Why did Lorena do this? For a long time, Lorena tells us what we already know. Lorena claimed that she had been assaulted, harassed, and abused—verbally, physically, and sexually—for a very long time by her husband. She then took steps to ensure that it would never happen again. If we know anything about the story aside from the penis incident, we know this.
It isn’t until more than halfway through the show that Lorena lays out more and more evidence against John Wayne. The show takes too long to tell us that her testimony could be corroborated by others, that John Wayne had come from an abusive household—in which his father would abuse and molest his mother, his siblings, and himself—and that other women (including his later wives) also experienced this kind of treatment.
The miniseries wants to have its cake and eat it too. It decries the tabloid journalism and comedic horse beating that followed the case, and at the same time shows us “funny” clips of Bobbitt and other lawyers talking about the issue. It cartoonifies John and others, and at the same time attempts to champion spots from important figures in feminism and the rights of battered women.
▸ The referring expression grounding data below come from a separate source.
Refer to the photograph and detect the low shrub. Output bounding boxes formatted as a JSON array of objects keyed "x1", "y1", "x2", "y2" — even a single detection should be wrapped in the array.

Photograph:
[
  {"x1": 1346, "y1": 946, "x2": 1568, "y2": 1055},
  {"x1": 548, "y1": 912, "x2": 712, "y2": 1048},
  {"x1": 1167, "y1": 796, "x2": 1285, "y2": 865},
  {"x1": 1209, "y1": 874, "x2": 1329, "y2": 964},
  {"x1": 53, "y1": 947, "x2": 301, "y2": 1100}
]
It wants to finally give Lorena her due. And it walks all over her.
If the goal is a clear-eyed look at the case, or even an understanding of the events with a modern perspective (in light of the #MeToo movement, the Women’s March, the Brett Kavanaugh hearings, and all of the other modern moments that Lorena alludes to), then Lorena is not the one to do it. It draws the story out to be nearly paper-thin at times. It changes tone and perspective too often, and in attempting to be serious, often plays up the drama.
That said, there are certainly compelling parts to the show. Lorena deftly presents the tension between sexes at the time—a country-wide discussion that divided the thoughts and feelings of men and women. Many men interviewed felt angry, uncomfortable, and afraid—that this was the worst thing that could ever happen to a man, perhaps worse than death. Women interviewed felt that it wasn’t as big a deal as everyone was making it out to be, or that perhaps it was finally time for men to feel what women had always felt. Through dozens of news clips, past footage, and present-day interviews, Lorena sketches a picture of a man’s world and the struggle of women to exist in it without fear.
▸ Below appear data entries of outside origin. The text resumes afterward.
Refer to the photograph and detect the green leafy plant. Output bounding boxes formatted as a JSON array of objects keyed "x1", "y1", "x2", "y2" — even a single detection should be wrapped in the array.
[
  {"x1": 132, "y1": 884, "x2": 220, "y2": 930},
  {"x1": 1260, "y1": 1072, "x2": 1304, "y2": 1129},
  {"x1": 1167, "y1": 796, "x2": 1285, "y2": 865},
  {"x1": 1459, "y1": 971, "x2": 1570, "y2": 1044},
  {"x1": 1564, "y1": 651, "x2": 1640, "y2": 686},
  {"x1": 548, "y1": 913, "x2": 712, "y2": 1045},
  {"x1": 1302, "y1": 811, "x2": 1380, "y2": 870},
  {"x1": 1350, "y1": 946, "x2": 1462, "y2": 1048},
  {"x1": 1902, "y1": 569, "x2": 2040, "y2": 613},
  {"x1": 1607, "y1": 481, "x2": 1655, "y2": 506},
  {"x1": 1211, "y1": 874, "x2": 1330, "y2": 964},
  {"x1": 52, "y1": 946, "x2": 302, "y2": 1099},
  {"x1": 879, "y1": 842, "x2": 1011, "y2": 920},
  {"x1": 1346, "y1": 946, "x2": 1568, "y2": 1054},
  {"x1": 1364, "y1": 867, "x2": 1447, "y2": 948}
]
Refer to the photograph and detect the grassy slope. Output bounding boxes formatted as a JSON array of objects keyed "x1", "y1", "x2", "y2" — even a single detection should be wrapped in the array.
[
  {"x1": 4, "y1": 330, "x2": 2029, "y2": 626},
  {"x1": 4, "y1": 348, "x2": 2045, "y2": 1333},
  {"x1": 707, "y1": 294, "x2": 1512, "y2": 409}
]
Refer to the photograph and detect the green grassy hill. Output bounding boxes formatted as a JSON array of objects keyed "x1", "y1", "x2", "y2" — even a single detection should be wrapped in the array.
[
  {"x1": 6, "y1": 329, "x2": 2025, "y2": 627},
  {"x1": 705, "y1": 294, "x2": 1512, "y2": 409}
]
As such, Lorena is quite disturbing at times. The lives of two people exploded, and the country watched with rapt attention. People bought shirts, Saturday Night Live did skits, and celebrity personalities played it for laughs. But amid this, we watch Lorena quietly struggle to pick up the pieces and build a new life.
Lorena wants to teach viewers a lesson about sexual assault, domestic violence, and its portrayal in the media. But it doesn’t feel big enough to tackle this issue. And at this point, nothing does. Lorena poignantly alludes to all of the monumental achievements in women’s rights that have been made since then and then turns around and tells us that nothing has really changed. And it’s probably right. At the end of the show, Lorena plays a clip of Air Force Amy, an escort at the Bunny Ranch where John Wayne worked after the trial. She puts it bluntly and truthfully, indicative of the world and of the abuse that Lorena suffered: “They can cut a million clits off in Africa and no one says a word, but you cut one dick off—the country stops.”